WA iron ore powers through cyclones

BHP’s Western Australia Iron Ore (WAIO) division also reported record nine-month production of 188.3Mt, up 1 percent on the previous year. This result is especially notable given disruptions caused by Tropical Cyclone Zelia and Tropical Storm Sean, which hit operations in the March quarter.

The resilience was attributed to improved supply chain performance and high productivity from the Central Pilbara hub, particularly following the ramp-up of South Flank and the completion of Port Debottlenecking Project 1 (PDP1). The upgrades delivered record iron ore shipments, further positioning WAIO as one of the most efficient operations globally.

Samarco, the Brazil-based joint venture, contributed 4.4Mt and is on track to reach the upper end of its FY25 target of 5–5.5Mt, as the site continues ramp-up following the restart of its second concentrator.

Potash investment advances at Jansen

BHP’s growth strategy remains squarely focused on copper and potash. The company reported that construction of Jansen Stage 1—a major potash mine in Saskatchewan, Canada—is now 66 percent complete. Stage 2, which will double nameplate capacity to over 8.5Mtpa, is 8 percent complete.

Combined, the projects represent a capital investment exceeding US$10.5 billion. First production from Stage 1 remains on schedule for end of calendar year 2026, with Stage 2 anticipated in FY29. The investment reflects BHP’s long-term confidence in potash as a critical input for global food security and low-carbon agriculture.

Decarbonisation: progress amid technology hurdles

BHP reaffirmed its commitment to reducing operational greenhouse gas emissions by at least 30 percent by FY30, based on its FY20 baseline. While several site-level initiatives remain on track, the company noted a slowdown in the pace of technology development—particularly for diesel displacement in mobile fleets.

To address this, BHP continues to collaborate with OEM partners on zero-emission haulage and power systems, with multiple trials underway across key assets. “We are progressing certain site trials and working closely with our partners to ensure decarbonisation technologies scale effectively,” the report noted.

Coal and nickel face structural challenges

While copper and iron ore outperformed, BHP’s coal and nickel operations were under pressure.
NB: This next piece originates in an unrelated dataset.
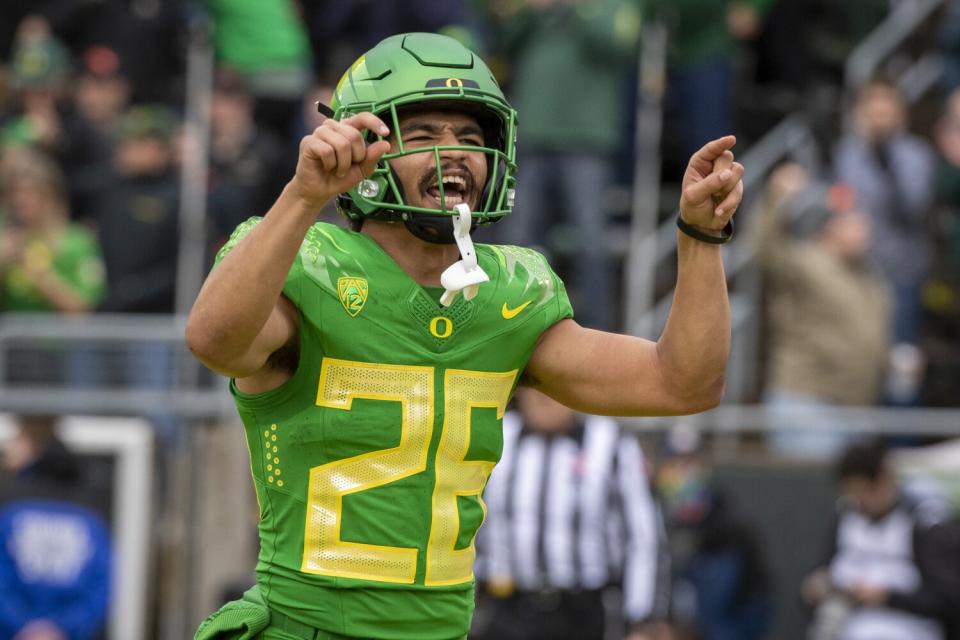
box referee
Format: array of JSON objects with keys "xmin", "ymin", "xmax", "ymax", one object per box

Steelmaking coal output from BMA dropped 26 percent due to persistent wet weather in Queensland and geotechnical challenges at Broadmeadow. Unit cost guidance for BMA was revised upwards to US$128–133/t.
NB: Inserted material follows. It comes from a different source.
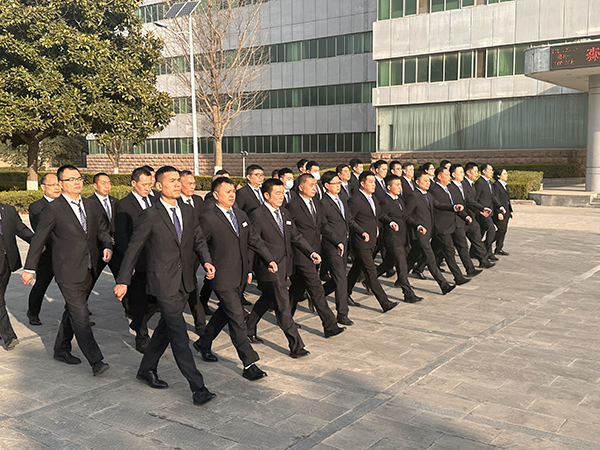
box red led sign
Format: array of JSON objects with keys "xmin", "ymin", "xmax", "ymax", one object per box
[{"xmin": 550, "ymin": 41, "xmax": 600, "ymax": 70}]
Nickel production was even more sharply affected. Output from Western Australia Nickel fell by 49 percent, with operations entering temporary suspension in December 2024. No production guidance was provided, though BHP stated it will review its decision by February 2027, hinting at potential long-term strategic reassessment of its nickel exposure.

Diversity and workforce trends

An often-overlooked metric of operational performance—diversity—received prominent attention in this review. BHP announced it had reached 40 percent female representation across its global workforce, up from 17 percent in 2016.

This shift, achieved through deliberate hiring, inclusive leadership, and cultural reforms, has made the company “a safer, more productive, and better performing business,” according to CEO Mike Henry. It also gives BHP an edge in competing for talent in a tight labour market.

Price pressures persist

Despite volume gains, pricing headwinds continue across most commodities. Average realised prices compared to the prior corresponding period were:

  • Iron ore: down 21% to US$82.93/wmt

  • Steelmaking coal: down 26% to US$200.12/t

  • Copper: up 13% to US$4.19/lb

The contrasting performance between base metals and bulks reflects broader macroeconomic uncertainty, particularly in China, where growth is decelerating and trade flows are adjusting to geopolitical fragmentation.

Outlook: strong assets, stronger fundamentals

Looking ahead, BHP appears well-positioned to ride out near-term volatility. The company reiterated its guidance across most assets and continues to execute on organic growth in tier 1 jurisdictions. Its exposure to copper and potash—both linked to long-term structural trends—adds strategic depth.

“In the face of global volatility and policy uncertainty, BHP is poised to benefit from a flight to quality with tier one assets, industry-leading margins and high-return organic growth opportunities,” Mike Henry said in the report.

If the FY25 year-to-date performance is anything to go by, BHP’s blend of operational reliability, portfolio focus, and disciplined capital deployment is delivering both short-term returns and long-term optionality.